Monday, October 24, 2011

The Big Picture

It is helpful to view all machine-learning methods as approximations of Bayesian inference. It allows to devise new approximations or to make some approximations more precise.

The following two videos show the unified view. They explain it better than I would do.

Note that the goal is to minimize the expected loss. The expectation is over all possible examples. Modeling P(X, Y) can help to have small loss on unseen examples.

Footnote:
Even SVM can be viewed as a probabilistic model.

Sunday, October 2, 2011

Intro to Sum-Product Networks

In 2011, a new probabilistic model was proposed. It is fast. It can represent many probability functions. And its learning prefers simple explanations. I will show you how the model looks like. You can then read the original paper for details: Sum-Product Networks: A New Deep Architecture.

Computing Probabilities Quickly

Sum-product networks allow to compute the probability of an event quickly. They were first invented as a data structure for the quick computation.

Network with one variable

A sum-product network is a directed acyclic graph. It has alternating layers of sum and product nodes. Only the edges below a sum node have weights. The weights are normalized to sum to 1.

To compute the probability of an evidence, the network is evaluated from bottom up.

P(X1=1) = net.eval_with(x1=1, not_x1=0)
    = P(X1=1) * 1 + P(X1=0) * 0

Network with two independent variables

When two variables are independent, their join probability can be represented concisely. We don't need to store the probabilities of all their combinations. It is enough to store the factors: P(X1=1), P(X2=1).

The joint probability is calculated by evaluation the network:

P(X1=1, X2=1) = net.eval_with(
        x1=1, not_x1=0,
        x2=1, not_x2=0)
    = (P(X1=1) * 1 + P(X1=0) * 0) * (P(X2=1) * 1 + P(X2=0) * 0)
    = P(X1=1) * P(X2=1)

It is also possible to calculate the probability of a subset of variables. Naively, we would evaluate the network multiple times:

P(X1=1) = P(X1=1, X2=0) + P(X1=1, X2=1)

It can be done faster. We want the network to sum all the possible branches. We can do that by setting both x2 and not_x2 to 1. It is then enough to evaluate the network just once.

P(X1=1) = net.eval_with(
        x1=1, not_x1=0,
        x2=1, not_x2=1)
    = (P(X1=1) * 1 + P(X1=0) * 0) * (P(X2=1) * 1 + P(X2=0) * 1)
    = P(X1=1) * 1.0

The computation is done in O(num_edges) steps.

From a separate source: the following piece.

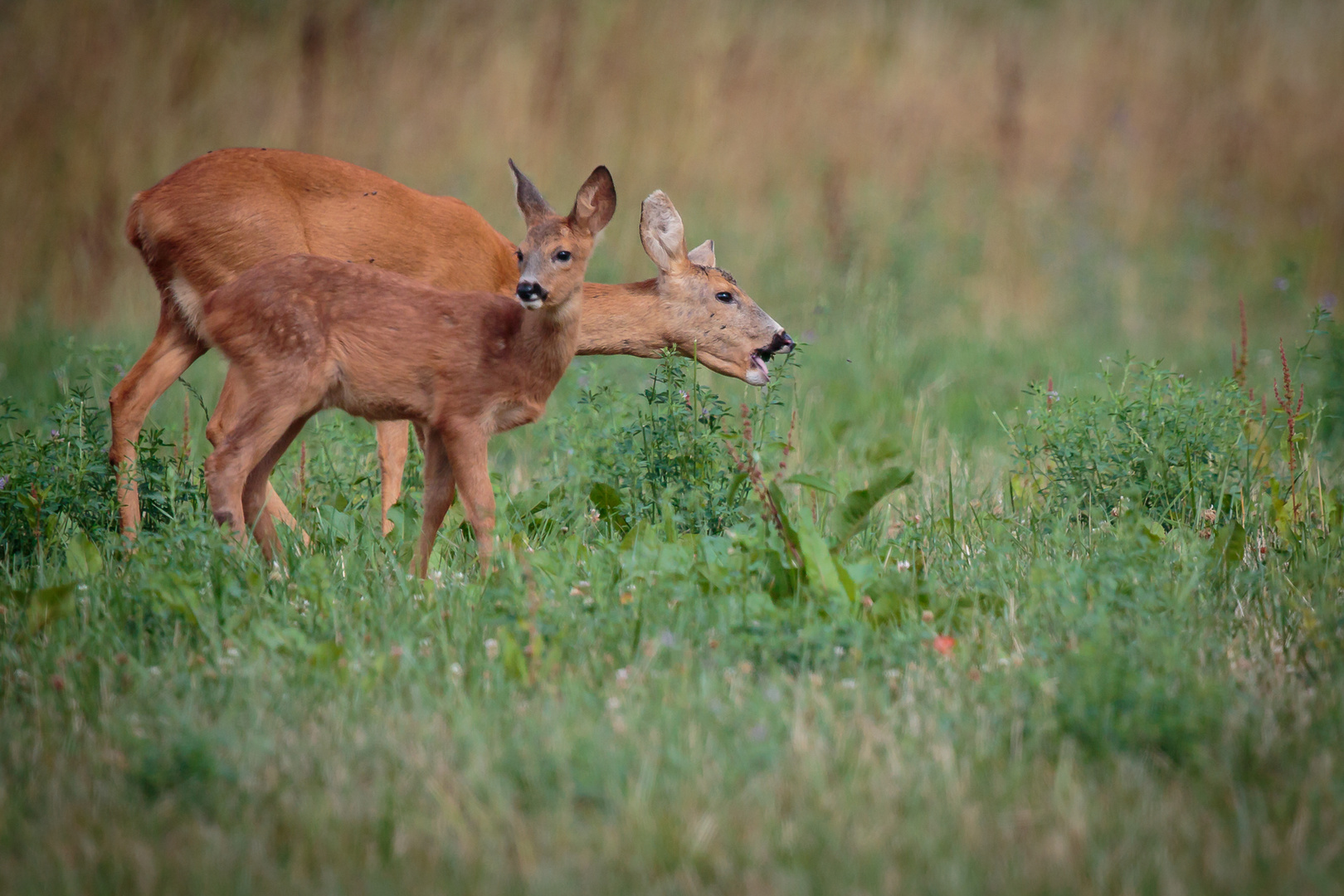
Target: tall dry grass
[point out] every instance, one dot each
(811, 139)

Network with conditional independence

Conditional independence also helps to make the network concise. In the above network, variables X1 and X2 are independent when given X3. The value of X3 switches between the branches of the network.

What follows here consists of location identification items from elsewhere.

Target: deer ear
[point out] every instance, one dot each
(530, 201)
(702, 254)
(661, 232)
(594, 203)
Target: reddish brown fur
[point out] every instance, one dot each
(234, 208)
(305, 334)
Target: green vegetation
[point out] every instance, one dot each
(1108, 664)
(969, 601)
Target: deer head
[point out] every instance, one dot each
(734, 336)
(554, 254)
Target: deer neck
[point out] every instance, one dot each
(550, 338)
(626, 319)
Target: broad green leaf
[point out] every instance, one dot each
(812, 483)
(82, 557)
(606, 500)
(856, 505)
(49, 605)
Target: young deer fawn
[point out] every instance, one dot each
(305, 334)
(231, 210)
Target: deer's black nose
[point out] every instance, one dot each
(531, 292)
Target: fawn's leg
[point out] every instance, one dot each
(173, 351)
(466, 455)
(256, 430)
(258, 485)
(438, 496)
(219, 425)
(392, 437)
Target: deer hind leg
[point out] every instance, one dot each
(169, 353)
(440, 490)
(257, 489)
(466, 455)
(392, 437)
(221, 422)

P(X1=1, X2=1, X3=1) = net.eval_with(
        x1=1, not_x1=0,
        x2=1, not_x2=0,
        x3=1, not_x3=0)
    = (P(X1=1|X3=1) * P(X2=1|X3=1) * 1) * P(X3=1)

This network can represent the same probabilities as a Naive Bayes model.

Expressive Power

Any Bayesian network can be converted to a sum-product network. The resulting sum-product network may have many edges. In the worst case, the number of edges in the sum-product network will be proportional to the time complexity of computing probabilities in the Bayesian network (i.e., O(num_vars * 2**treewidth)).

Some probability functions can be represented more concisely by a sum-product network. For example, the sum-product network can omit edges with zero weights. And a sum-product network can reuse nodes. The network does not need to be a tree. A node can be reused by multiple parents.

The concise sum-product network can be learned directly from training examples.

Learning

Learning is done by maximizing likelihood P(training_examples|net). The learned network should give high probability to each seen example.

Requirements for network structure

At the start, we don't know the network structure and the edge weights. We have some requirements for the network structure:

  • The number of edges should be small. It forces the network to find general explanations for the seen examples. That should improve generalization. The network will have also small number of weights. A small number of examples will be enough to estimate the weights.

    The small number of edges will also make the network evaluation fast.

  • The network should produce valid probabilities. The probability of an event should be equal to the sum of the probabilities of all the included outcomes.

Fortunately, the validity of the produced probabilities can be ensured by two simple constrains:

  1. All children of a sum node must use the same variables. No variable can be missing and no variable can be appended. Only a product node can split the set of used variables to subsets.

  2. A product node must not multiply xi with not_xi.

Learning steps

A valid network can be learned by:

  1. Define a valid structure of the network. The structure can have many layers and many edges. The initial weights will be zero.

  2. Increment the probability of each training example, by incrementing some weights.

  3. Only the edges with non-zero weights will be retained in the final network.

The finding of the weights to increment is also fast. It is similar to evaluating of the network. The most active edges should have their weights incremented.

The details can be seen in the SPN source code. The learning stops at a local maximum. Ask me for an explanation, if you are interested.